Como se mudam os hábitos de uma vida, como se ensina a comer de forma mais saudável, como se diminuem os riscos vasculares de um povo que tem um dos índices mais altos de AVC da Europa? Uma colega, há uns anos atrás, sugeria ir às escolas com doentes ex-fumadores e com problemas respiratórios graves. Mas não houve escola nenhuma que achasse interessante a ideia. Eu ainda pensei em levar o sr. F à Unidade de AVC mais próxima para ele ver ao vivo o que é um AVC a sério, mas também achei que era uma causa perdida. As pessoas têm de querer mudar. E para isso têm de ter uma razão forte. Que a convicção que a medicina tudo resolve vem das séries da TV, mas não tem muito a ver com a realidade. Faz -se já muito, mas não o suficiente, particularmente nestas doenças de coração e vasos e cérebro. Portanto, a prevenção e a mudança de estilos de vida são a melhor abordagem a ter.
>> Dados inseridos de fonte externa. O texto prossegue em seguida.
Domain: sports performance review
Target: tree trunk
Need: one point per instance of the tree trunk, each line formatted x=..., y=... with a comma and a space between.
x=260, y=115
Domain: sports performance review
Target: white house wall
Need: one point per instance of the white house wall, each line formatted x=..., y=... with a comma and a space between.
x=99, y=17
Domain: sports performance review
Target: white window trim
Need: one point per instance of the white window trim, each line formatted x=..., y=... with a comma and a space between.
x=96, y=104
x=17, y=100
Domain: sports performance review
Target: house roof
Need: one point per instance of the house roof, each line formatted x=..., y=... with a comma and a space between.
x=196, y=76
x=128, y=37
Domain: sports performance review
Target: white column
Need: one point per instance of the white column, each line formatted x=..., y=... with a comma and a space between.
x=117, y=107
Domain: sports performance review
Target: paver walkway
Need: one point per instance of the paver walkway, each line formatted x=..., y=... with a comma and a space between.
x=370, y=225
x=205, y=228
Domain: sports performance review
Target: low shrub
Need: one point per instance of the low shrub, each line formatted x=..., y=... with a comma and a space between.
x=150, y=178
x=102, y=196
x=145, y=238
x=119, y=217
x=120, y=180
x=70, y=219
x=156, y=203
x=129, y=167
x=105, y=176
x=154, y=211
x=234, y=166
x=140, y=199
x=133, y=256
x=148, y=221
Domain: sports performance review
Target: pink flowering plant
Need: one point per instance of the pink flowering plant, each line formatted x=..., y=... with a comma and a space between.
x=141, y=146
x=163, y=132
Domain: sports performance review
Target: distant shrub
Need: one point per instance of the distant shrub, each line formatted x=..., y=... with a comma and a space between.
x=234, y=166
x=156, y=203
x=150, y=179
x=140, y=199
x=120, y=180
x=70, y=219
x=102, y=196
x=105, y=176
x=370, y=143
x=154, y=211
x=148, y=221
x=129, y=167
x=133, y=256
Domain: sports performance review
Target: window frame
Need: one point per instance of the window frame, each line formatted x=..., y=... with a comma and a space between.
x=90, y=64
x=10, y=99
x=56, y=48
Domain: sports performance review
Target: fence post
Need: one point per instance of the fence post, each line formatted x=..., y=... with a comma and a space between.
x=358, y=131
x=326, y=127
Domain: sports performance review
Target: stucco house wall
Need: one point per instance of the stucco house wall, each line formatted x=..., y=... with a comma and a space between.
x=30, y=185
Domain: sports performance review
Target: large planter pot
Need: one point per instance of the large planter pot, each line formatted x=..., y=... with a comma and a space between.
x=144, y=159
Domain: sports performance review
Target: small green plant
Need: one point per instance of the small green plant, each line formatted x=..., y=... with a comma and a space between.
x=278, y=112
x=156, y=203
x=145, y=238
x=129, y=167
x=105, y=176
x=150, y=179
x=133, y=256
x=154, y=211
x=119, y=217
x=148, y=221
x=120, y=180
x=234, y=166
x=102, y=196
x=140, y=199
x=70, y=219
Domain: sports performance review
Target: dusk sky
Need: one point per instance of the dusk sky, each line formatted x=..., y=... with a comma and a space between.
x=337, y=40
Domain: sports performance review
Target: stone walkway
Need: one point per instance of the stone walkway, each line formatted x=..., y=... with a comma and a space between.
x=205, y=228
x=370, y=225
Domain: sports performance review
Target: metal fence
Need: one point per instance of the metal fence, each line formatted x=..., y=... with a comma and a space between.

A verdade é que as pessoas gostam de receitas simples, um comprimido para isto e para aquilo, mas não têm paciência para gente que lhes diz umas verdades e lhes corta o queijo e os enchidos e, pior, os põe a fazer exercício e a perder peso.

As pessoas querem promessas e sonhos. A vida é muito difícil, a luta do dia-a-dia cansa e a esperança numa vida melhor, dita por alguém simpático e convincente é muito mais fácil do que olhar para a realidade e perceber que se vai continuar a ter uma vida difícil muito tempo.

Vai haver muitas promessas até Outubro. Entre outras coisas, vai-se falar muito em ambiente. Perceber o que se vai fazer de concreto é capaz de ser difícil. Se calhar, as pequenas mudanças do dia-a-dia de todos podem ser mais eficazes do que os 30 mil discursos que vamos ouvir sobre o assunto.